Aquella casa que no se busca pero que se la encuentra fácilmente porque, sin darnos cuenta, muchos estamos debajo de ella, y nos preguntamos el porqué de esta realidad y sólo aparece una sociedad acuchillada por el consumismo, la decadencia de los valores, por el atropello a los derechos humanos; una sociedad que prioriza la actividad del sujeto de traje sentado detrás de un computador y menosprecia el trabajo del panadero que se levanta a las cuatro de la mañana, del campesino que cosecha pero no vende. Esta es la realidad que circunda y duele, la realidad en que los valores, los principios y la ética han cambiado su denotación, en especial el valor del ser humano. Pero no es hora de buscar culpables o chivos expiatorios, sino de tratar de encontrar posibles soluciones o simplemente el derecho a soñar, soñar en un mundo:

 donde las personas no sean manejadas por el automóvil, ni programadas por un computador ni proyectadas por un televisor;
 donde la gente trabaje para vivir y no viva para trabajar;
 donde los políticos no piensen que a los pobres les encanta comer promesas;
 donde desde la infancia se cultive una cultura del respeto;
 donde los padres enseñen a sus hijos a ser autocríticos, a ser tolerantes con ellos y con los demás, a que cedan espacios, respeten las opiniones ajenas y aprendan a vivir en la diversidad;
 donde los jóvenes no se consideren como un vaso que debe llenarse sino como una antorcha que debe encenderse.

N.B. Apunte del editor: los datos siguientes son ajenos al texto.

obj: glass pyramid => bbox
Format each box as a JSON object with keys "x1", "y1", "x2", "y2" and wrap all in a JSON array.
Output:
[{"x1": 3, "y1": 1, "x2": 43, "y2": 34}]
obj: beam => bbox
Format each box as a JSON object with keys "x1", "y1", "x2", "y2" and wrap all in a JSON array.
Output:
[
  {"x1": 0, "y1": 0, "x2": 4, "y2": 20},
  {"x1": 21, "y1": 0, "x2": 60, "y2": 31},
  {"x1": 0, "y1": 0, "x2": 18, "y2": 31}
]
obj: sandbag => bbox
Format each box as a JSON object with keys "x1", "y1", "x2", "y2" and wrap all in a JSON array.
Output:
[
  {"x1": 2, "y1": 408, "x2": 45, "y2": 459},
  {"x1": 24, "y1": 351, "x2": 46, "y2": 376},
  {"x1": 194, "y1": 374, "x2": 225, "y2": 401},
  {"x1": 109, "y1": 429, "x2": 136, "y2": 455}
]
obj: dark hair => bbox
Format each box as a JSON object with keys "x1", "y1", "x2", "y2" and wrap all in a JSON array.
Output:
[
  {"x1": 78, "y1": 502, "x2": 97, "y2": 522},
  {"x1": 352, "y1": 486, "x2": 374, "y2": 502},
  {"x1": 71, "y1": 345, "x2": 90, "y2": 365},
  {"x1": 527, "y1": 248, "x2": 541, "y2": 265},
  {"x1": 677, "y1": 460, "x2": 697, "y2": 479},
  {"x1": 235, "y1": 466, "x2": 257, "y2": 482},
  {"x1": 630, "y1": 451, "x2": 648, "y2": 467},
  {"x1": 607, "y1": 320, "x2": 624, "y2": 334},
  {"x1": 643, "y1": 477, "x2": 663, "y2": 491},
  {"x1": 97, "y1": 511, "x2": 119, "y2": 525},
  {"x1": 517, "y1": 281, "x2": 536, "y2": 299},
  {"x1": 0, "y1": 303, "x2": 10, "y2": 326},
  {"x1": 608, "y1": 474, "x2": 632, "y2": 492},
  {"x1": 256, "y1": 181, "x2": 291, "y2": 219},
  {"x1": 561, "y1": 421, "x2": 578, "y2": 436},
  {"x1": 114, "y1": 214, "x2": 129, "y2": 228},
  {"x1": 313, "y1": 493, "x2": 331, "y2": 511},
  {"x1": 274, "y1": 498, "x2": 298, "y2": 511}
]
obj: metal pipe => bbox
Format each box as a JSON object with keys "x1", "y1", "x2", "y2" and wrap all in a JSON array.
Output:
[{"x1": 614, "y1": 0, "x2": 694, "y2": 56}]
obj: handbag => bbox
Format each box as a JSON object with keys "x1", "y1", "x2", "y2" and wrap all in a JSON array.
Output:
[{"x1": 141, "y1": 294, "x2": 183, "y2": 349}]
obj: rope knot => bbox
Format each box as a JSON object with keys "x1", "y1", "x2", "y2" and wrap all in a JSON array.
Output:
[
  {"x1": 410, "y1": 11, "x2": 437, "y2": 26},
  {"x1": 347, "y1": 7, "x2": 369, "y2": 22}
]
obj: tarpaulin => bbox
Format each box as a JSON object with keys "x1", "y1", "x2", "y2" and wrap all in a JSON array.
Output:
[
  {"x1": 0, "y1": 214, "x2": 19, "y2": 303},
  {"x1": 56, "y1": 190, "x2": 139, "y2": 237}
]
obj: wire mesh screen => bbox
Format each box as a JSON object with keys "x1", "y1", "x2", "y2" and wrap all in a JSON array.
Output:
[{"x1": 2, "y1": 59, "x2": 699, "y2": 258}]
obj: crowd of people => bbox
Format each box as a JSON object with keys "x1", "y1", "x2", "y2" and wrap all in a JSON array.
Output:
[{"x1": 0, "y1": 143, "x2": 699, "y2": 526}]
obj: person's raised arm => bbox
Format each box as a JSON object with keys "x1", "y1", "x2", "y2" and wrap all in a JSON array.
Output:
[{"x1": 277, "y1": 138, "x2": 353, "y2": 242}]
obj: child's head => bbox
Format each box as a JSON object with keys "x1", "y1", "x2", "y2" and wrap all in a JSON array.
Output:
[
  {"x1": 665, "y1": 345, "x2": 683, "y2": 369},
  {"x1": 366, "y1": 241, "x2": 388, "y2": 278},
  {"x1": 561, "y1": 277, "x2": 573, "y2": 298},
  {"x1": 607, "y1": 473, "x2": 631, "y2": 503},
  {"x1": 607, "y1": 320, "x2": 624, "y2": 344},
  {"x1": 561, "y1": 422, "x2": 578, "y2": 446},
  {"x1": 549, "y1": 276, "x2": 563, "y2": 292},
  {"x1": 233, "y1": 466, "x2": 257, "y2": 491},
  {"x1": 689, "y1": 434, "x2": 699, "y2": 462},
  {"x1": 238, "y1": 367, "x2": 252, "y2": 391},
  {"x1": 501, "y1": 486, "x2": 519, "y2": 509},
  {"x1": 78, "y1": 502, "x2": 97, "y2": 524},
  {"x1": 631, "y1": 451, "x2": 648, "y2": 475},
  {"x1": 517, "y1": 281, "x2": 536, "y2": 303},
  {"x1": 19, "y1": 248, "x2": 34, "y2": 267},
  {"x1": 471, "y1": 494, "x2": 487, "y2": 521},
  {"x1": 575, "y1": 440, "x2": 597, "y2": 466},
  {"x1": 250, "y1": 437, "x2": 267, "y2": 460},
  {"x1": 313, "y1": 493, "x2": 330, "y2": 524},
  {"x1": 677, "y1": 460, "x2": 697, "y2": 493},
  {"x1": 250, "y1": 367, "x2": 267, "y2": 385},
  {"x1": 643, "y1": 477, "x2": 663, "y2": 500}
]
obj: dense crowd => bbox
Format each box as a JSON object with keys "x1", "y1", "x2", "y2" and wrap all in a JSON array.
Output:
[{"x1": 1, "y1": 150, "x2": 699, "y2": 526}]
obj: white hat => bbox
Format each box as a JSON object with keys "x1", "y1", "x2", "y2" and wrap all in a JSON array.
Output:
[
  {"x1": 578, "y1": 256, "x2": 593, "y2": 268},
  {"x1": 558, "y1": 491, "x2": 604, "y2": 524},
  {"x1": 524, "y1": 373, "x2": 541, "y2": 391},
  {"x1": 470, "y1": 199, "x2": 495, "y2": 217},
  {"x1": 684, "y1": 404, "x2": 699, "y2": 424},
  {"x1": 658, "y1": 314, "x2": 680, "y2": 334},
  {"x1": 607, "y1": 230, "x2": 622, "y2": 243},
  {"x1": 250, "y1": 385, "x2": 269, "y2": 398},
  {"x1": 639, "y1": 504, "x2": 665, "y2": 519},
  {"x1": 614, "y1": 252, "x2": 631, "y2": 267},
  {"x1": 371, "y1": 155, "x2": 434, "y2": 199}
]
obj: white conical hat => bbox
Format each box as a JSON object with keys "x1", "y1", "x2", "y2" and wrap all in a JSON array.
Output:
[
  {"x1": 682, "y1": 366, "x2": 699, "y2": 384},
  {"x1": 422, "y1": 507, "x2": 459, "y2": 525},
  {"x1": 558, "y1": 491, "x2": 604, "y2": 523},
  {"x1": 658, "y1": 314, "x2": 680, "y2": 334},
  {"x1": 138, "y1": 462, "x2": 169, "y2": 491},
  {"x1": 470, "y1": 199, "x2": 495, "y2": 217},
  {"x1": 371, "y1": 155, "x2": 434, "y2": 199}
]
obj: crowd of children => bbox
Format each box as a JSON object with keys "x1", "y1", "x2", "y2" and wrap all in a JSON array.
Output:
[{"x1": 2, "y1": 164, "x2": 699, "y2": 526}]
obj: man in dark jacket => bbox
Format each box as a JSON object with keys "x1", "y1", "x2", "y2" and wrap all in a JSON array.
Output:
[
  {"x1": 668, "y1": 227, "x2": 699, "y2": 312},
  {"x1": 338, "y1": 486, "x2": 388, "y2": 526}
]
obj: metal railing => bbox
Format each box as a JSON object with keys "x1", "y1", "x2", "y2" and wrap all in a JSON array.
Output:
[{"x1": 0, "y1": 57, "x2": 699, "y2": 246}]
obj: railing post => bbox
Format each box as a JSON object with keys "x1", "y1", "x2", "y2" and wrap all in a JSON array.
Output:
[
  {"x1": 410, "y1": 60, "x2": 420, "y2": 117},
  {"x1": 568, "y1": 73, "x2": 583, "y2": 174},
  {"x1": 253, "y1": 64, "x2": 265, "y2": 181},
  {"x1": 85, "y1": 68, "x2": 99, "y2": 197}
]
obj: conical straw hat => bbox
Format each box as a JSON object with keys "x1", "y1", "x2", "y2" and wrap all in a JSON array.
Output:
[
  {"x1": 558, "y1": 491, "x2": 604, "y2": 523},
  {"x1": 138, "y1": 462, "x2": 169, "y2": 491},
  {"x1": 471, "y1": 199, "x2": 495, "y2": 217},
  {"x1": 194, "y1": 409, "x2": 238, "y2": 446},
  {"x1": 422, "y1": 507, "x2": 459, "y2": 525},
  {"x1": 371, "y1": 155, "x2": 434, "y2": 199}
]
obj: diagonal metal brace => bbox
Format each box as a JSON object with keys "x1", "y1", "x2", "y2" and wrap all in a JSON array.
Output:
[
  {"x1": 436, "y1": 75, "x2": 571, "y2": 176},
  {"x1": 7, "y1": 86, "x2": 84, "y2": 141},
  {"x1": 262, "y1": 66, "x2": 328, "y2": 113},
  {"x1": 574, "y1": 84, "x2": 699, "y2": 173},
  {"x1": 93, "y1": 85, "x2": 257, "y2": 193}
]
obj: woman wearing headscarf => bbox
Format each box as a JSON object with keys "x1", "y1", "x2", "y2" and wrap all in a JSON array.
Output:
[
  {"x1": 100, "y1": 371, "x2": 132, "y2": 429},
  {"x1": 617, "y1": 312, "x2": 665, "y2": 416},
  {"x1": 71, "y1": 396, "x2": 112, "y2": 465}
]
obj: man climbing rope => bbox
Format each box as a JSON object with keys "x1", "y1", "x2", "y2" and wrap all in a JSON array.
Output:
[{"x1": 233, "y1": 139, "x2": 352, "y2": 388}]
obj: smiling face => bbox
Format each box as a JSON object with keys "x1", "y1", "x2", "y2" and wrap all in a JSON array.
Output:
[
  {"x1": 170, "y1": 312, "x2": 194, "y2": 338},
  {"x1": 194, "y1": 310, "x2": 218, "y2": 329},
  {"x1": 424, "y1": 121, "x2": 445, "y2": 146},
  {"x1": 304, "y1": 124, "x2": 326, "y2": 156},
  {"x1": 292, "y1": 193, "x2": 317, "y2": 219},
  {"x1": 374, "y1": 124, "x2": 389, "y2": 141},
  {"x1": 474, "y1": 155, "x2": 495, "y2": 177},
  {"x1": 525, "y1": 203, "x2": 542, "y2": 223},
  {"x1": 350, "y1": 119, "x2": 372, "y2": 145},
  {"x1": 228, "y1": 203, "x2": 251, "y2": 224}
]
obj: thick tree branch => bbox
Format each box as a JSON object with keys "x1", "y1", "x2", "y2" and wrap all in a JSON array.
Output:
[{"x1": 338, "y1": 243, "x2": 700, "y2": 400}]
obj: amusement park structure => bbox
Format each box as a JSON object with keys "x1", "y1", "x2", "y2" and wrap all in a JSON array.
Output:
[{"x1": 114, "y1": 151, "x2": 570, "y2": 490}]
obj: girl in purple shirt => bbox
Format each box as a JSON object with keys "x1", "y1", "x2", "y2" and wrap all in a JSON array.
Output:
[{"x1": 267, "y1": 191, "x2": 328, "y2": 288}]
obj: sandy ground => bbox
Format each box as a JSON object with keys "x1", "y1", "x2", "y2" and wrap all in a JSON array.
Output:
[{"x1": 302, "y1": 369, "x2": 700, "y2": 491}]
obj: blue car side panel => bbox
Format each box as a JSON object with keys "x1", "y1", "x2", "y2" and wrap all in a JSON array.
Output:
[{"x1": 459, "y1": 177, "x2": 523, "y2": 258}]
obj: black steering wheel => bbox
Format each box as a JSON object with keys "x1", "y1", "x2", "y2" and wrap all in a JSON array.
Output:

Mientras ese buen día llegue, sigamos pensando que el hombre dejará de vivir en una decadencia de los valores, siempre y cuando se luche contra la decadencia.

Pero, ¡adelante!, que vivimos en un país digno y pujante, esforzado y luchador, sin complejos. Un país donde nos enamoramos de las imágenes de su geografía, son ellas las que nos empujan a celebrar la visión de un Ecuador diferente de éste de pobreza, inequidad, corrupción e ineficiencia. Somos un pueblo que trata de rescatar lo mejor de su historia, es por ello que pensamos más allá de la imagen negativa que nos simplifica. Ahora, hay que luchar y enfrentarnos, también, a otros rivales: al derrotismo atávico, a la impotencia, al “no puedo”.

Somos personas que practicamos el concepto más grande del ser humano: la solidaridad con los pobres y los desamparados, con los tristes y los olvidados.

Aún prevalece en nosotros el valor de la unidad. La unidad de una patria con un sueño forjado desde la sencillez mestiza, negra e india; una patria trigueña que anhela ver a un país sin miseria, sin niños abandonados en la calle, con jóvenes sanos y con adultos responsables. Una Patria digna y feliz, una Patria amiga, una Patria de todos y de todas pero, sobre todo, una Patria justa.

Se abre un tiempo de esperanza, renovada esperanza que nos reafirma en la certeza de que ninguna lucha por la dignidad y la vida caerá en saco roto y que sí es posible construir las bases sólidas de una nueva sociedad.

Y aún más si vivimos en un país donde sus montañas nos enseñan a ser libres, la tierra a sentar raíces profundas, las semillas a ser productivas, el mar a ser fuertes y el viento a volar.